Another approach is to have the type carry specific meaning, rather than simply be a field that identifies formats arbitrarily. If the type identifies the instruction as being a specific type of operation (e.g. arithmetic, jump, load/store) then the instruction can be dispatched to an appropriate unit of the machine without being fully decoded. The decode is thus parallelized through pipelining.

Another trick is to partially decode instructions as they are loaded into the instruction cache. Because a cache miss is a slow operation, the extra time to decode some aspects of the instruction can be hidden. Branches are particularly useful to predecode, because early detection of a branch outcome reduces the pipeline penalty associated with mispredicting the branch. Some systems keep branch prediction or branch target addresses together with the predecoded branches in the cache. Thus, once a branch has been executed, its target and past behavior are stored back into the cache so that they can be automatically used as soon as the line containing the branch is loaded into the instruction prefetch buffer.

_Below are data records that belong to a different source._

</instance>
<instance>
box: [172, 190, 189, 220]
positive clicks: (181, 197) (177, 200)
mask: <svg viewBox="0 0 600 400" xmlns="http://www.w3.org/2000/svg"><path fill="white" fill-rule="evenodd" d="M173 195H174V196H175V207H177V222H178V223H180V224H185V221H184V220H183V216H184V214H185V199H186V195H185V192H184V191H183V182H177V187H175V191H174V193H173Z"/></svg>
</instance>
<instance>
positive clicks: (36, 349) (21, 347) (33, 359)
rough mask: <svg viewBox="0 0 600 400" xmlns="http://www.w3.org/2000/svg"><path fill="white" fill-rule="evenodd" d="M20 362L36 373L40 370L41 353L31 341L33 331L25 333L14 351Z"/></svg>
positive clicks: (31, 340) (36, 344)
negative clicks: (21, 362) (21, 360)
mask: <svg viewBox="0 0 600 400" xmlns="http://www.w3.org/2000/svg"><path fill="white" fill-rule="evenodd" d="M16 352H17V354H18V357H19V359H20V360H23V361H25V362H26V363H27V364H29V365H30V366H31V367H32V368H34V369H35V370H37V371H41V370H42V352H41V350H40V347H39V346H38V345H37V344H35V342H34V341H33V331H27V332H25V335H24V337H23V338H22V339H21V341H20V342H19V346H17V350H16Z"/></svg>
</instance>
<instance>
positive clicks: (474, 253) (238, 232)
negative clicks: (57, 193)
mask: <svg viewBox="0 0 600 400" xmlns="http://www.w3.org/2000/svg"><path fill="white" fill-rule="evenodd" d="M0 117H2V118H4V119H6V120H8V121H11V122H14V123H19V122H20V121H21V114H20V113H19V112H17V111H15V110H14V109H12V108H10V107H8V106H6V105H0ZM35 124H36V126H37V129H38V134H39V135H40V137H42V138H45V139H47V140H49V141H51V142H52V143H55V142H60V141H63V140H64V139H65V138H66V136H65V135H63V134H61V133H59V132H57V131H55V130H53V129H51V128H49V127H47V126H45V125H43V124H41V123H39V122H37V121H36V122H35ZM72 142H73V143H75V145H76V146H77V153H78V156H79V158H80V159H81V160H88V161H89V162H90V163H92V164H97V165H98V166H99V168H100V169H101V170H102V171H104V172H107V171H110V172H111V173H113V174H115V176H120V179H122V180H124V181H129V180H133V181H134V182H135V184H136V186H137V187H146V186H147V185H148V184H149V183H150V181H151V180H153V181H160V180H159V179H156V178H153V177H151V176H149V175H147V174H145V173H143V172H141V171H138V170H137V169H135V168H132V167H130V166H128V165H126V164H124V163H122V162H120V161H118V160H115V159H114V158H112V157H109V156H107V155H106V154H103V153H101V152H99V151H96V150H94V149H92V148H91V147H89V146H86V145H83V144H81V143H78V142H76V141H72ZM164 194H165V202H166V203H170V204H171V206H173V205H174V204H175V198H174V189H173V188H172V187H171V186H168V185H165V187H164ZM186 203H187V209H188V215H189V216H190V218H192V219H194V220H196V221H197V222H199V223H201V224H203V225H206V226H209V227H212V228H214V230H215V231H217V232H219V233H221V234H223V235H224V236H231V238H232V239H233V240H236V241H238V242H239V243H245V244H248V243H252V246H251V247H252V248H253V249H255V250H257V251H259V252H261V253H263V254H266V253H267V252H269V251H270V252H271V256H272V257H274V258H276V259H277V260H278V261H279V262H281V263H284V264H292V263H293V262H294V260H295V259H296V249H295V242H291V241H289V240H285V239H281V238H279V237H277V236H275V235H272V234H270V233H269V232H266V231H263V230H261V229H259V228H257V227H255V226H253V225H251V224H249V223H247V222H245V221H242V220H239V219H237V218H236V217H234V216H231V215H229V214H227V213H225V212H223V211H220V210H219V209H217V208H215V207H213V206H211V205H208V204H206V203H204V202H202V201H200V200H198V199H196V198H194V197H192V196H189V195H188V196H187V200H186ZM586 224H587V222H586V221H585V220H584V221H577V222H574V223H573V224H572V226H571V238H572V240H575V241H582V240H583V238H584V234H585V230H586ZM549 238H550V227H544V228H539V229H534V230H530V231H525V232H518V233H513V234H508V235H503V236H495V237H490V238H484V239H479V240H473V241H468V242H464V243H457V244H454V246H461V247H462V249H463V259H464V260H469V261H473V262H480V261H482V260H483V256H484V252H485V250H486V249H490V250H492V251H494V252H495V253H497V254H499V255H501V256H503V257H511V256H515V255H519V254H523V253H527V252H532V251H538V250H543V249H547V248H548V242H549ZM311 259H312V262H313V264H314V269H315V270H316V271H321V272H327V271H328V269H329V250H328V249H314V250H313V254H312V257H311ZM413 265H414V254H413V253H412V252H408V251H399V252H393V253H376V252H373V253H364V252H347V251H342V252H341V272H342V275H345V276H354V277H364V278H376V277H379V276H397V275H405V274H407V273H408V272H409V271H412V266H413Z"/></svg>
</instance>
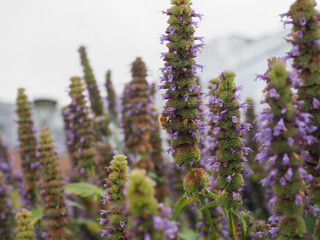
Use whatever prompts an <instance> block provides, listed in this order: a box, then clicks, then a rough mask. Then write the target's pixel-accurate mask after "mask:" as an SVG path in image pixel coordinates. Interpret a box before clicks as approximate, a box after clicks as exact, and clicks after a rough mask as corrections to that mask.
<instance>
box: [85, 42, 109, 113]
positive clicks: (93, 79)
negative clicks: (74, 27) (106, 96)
mask: <svg viewBox="0 0 320 240" xmlns="http://www.w3.org/2000/svg"><path fill="white" fill-rule="evenodd" d="M79 53H80V59H81V65H82V67H83V73H84V80H85V82H86V84H87V89H88V92H89V99H90V104H91V108H92V111H93V112H94V114H95V115H96V116H97V117H98V116H101V115H103V103H102V99H101V96H100V91H99V89H98V86H97V82H96V79H95V77H94V74H93V71H92V68H91V66H90V62H89V59H88V57H87V52H86V49H85V47H84V46H80V48H79Z"/></svg>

Each additional bit in the type field doubles the number of possible instructions but also takes one more bit away from the space available for every instruction. A single type bit is probably too limiting and forces the two resulting types to hold instructions with unrelated functions. Four instruction types (two bits) are easily distinguished as arithmetic, load/store, branch/jump, and other control. Often within an "other" type there may be subtypes. Some instruction sets also distinguish floating point as a different type, while others make it a subtype of arithmetic. Because modern designs have separate floating point pipes, it is desirable to be able to identify these operations early so that they can be scheduled independently of other arithmetic operations.

Another way to extend the number of potential instructions is to define operational modes for the processor. For example, rather than having distinct big-endian and little-endian operations, a mode bit in a control register could be set to change the interpretation of the arithmetic statements. The mode bits can be viewed as an implicit extension of the instruction field. They should be orthogonal to the rest of the instruction set, such as controlling cache protocol or floating point format, so that they do not have to be changed frequently (another example of avoiding implicit relationships between operations and storage transfers).